For a certain constituency – the “I saw them before they were famous” constituency – the immediacy and intimacy of live performance is paramount. Whether it is seeing a band play, or a poet read, or a particularly amazing play in an early incarnation, there is something special about being in an immediate setting and having the visceral experience of proximity to a great talent. It is a rush and a thrill to be close to an artist that is burning brightly and it is unlike any mediated entertainment.

There will always be grand spectacle and mass entertainment, I don’t believe that Broadway is imperiled by cultural shifts and expectations. But what is in danger of being lost through all the focus on marketing, and growing audiences, and constantly getting bigger, is the value of the immediate and intimate.

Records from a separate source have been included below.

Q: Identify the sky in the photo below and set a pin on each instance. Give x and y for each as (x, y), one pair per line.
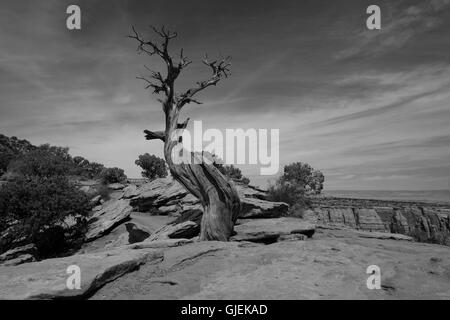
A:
(369, 108)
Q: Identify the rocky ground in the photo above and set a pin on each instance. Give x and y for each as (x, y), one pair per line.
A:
(142, 244)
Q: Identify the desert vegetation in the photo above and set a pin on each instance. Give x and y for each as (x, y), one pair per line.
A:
(40, 201)
(298, 182)
(219, 198)
(152, 166)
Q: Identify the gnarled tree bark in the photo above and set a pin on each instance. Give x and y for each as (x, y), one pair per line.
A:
(218, 196)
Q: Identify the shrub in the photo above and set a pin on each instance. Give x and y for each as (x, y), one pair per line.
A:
(42, 162)
(304, 175)
(113, 175)
(47, 211)
(152, 166)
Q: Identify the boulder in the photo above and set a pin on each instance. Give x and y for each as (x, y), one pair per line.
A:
(163, 243)
(116, 186)
(270, 230)
(47, 279)
(24, 253)
(168, 197)
(20, 259)
(187, 230)
(257, 208)
(368, 219)
(383, 235)
(107, 217)
(136, 233)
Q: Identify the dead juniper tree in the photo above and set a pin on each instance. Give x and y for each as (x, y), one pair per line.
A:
(218, 196)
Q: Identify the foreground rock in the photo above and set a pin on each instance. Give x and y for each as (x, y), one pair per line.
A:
(136, 233)
(168, 197)
(47, 279)
(424, 221)
(270, 230)
(330, 266)
(107, 217)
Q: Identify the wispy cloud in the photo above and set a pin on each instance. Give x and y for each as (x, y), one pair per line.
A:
(401, 22)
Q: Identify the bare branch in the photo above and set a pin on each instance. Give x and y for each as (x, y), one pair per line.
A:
(183, 125)
(150, 135)
(156, 88)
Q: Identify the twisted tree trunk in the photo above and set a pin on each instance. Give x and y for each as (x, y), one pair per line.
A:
(218, 196)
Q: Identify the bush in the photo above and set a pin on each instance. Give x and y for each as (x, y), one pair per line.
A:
(290, 193)
(47, 211)
(305, 176)
(45, 161)
(152, 166)
(113, 175)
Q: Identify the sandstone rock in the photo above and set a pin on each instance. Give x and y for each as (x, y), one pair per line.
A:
(111, 213)
(116, 186)
(156, 193)
(136, 233)
(19, 260)
(47, 279)
(257, 208)
(331, 266)
(96, 200)
(187, 229)
(368, 219)
(168, 197)
(383, 235)
(270, 230)
(163, 243)
(122, 240)
(28, 250)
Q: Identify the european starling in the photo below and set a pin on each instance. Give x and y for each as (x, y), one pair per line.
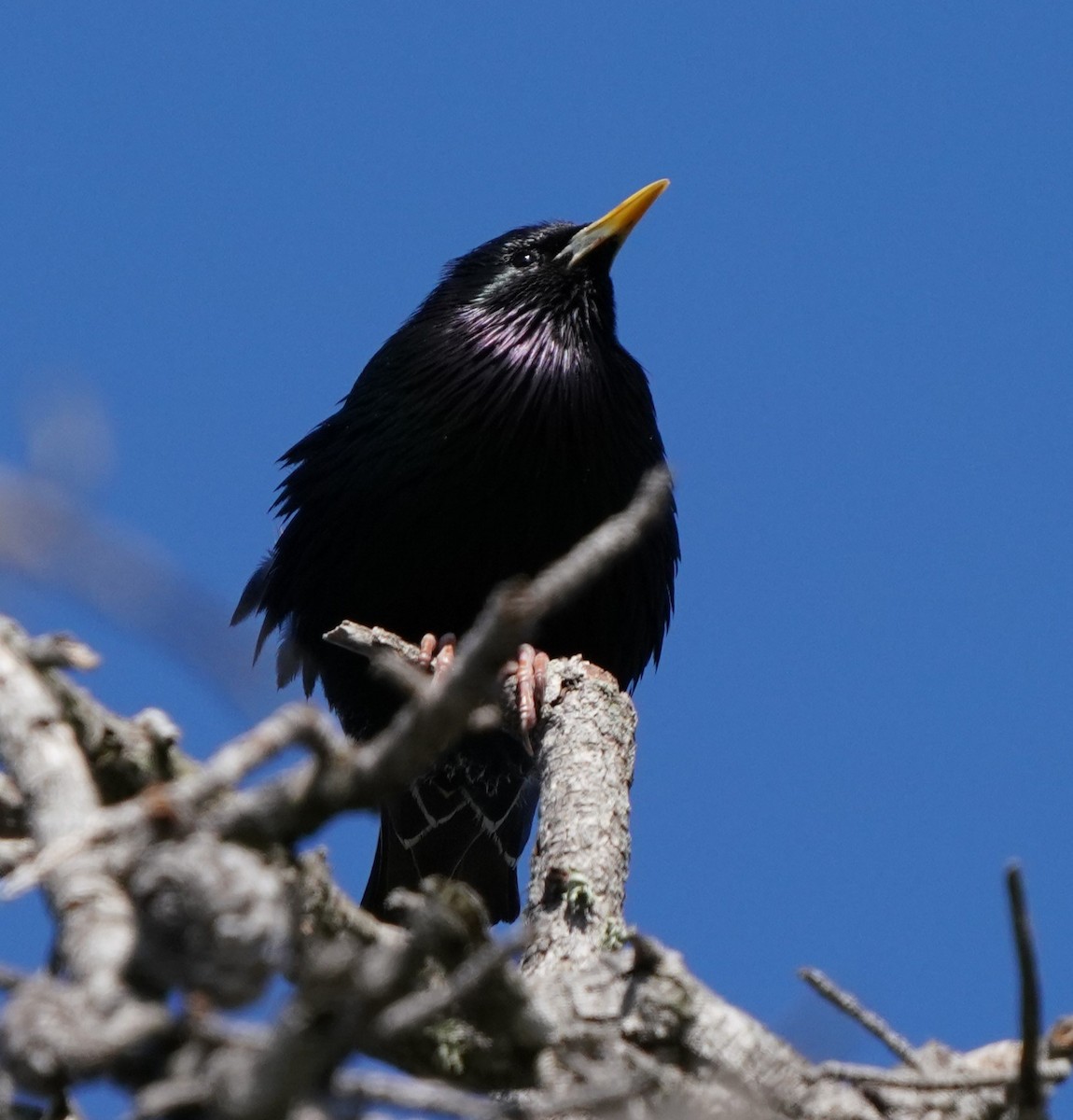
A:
(495, 428)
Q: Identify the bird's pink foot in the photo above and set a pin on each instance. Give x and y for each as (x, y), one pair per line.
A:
(531, 681)
(438, 654)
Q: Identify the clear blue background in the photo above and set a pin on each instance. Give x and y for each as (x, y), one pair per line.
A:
(855, 305)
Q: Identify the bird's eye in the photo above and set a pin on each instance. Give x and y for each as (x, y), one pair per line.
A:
(524, 258)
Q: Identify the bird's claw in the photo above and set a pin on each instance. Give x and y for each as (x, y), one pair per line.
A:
(531, 682)
(437, 653)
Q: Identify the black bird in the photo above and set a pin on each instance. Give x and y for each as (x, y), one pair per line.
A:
(496, 427)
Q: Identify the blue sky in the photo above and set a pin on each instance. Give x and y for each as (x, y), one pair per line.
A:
(854, 303)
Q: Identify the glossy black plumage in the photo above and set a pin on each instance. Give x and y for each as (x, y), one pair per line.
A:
(496, 427)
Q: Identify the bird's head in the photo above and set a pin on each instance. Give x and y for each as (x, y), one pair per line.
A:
(542, 294)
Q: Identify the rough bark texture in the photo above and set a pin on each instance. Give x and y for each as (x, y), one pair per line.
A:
(165, 877)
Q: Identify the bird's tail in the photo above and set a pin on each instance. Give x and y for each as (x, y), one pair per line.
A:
(468, 820)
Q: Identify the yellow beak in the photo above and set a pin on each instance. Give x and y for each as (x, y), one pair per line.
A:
(615, 225)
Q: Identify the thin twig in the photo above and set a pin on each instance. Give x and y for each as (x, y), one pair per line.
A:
(872, 1023)
(420, 1008)
(402, 1092)
(1052, 1072)
(1028, 1090)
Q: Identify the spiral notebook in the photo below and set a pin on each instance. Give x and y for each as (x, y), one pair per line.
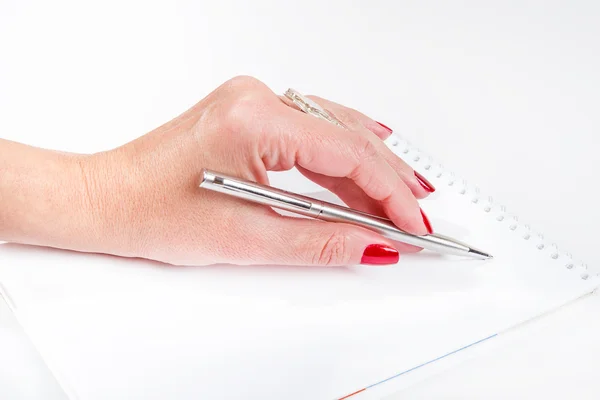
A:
(132, 329)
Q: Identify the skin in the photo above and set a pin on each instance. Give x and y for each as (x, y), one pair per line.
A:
(142, 200)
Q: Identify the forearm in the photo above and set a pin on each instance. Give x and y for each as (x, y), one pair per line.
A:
(43, 198)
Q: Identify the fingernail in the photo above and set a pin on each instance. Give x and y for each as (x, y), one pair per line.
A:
(379, 254)
(426, 222)
(387, 128)
(424, 182)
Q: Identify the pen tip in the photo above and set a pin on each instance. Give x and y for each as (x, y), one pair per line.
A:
(481, 254)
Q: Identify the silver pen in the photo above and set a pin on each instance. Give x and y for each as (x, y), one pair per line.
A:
(322, 210)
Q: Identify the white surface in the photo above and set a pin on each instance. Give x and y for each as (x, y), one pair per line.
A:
(119, 329)
(23, 374)
(505, 94)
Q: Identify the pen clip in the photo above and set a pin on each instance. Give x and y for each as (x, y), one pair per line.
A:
(311, 107)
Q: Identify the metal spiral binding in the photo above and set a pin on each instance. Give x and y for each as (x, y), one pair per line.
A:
(411, 154)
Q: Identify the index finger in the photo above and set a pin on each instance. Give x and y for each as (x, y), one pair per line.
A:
(326, 149)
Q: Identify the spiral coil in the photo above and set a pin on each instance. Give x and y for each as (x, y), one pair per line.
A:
(405, 150)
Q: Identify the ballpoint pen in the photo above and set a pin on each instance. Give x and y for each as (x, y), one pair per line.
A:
(318, 209)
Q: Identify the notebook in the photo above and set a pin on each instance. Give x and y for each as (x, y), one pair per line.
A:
(133, 329)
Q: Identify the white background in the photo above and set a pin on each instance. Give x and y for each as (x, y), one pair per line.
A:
(505, 93)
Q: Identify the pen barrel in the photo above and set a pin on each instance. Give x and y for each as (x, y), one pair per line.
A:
(303, 205)
(386, 228)
(258, 193)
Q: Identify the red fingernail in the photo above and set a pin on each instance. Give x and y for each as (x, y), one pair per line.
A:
(426, 222)
(379, 254)
(425, 183)
(387, 128)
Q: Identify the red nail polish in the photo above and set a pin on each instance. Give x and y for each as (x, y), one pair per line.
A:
(379, 254)
(424, 182)
(426, 222)
(387, 128)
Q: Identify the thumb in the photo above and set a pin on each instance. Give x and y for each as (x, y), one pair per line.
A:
(300, 241)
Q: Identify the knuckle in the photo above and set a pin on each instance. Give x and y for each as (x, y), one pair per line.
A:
(245, 106)
(334, 251)
(364, 154)
(243, 81)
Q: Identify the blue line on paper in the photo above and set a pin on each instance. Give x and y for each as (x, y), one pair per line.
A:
(432, 361)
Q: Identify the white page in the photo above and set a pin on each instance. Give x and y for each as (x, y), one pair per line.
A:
(132, 329)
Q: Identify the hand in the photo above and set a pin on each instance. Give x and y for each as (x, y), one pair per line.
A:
(143, 198)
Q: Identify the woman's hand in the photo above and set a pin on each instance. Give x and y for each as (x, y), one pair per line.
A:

If we focus on what we need – as opposed to what is merely possible – I think it is safe to say that connection, meaning and truth rank high on the list. Facebook is great. I love the internet. I love TV and movies, too. And if I were younger and had more agile thumbs I would probably love video games as well. But when I think about the fractured society in which we live, I think that we are less in need of big, heavily-marketed, mass entertainments and spectacles than we are of intimate, visceral, immediate experiences. We need to be brought together, not separated. If broadcasting the intimate experience of readings and performances helps to promote that cause, that’s great. But when we think about what we promote -and why we promote – theater, maybe we should think about what it offers that is different than everything else, not the same.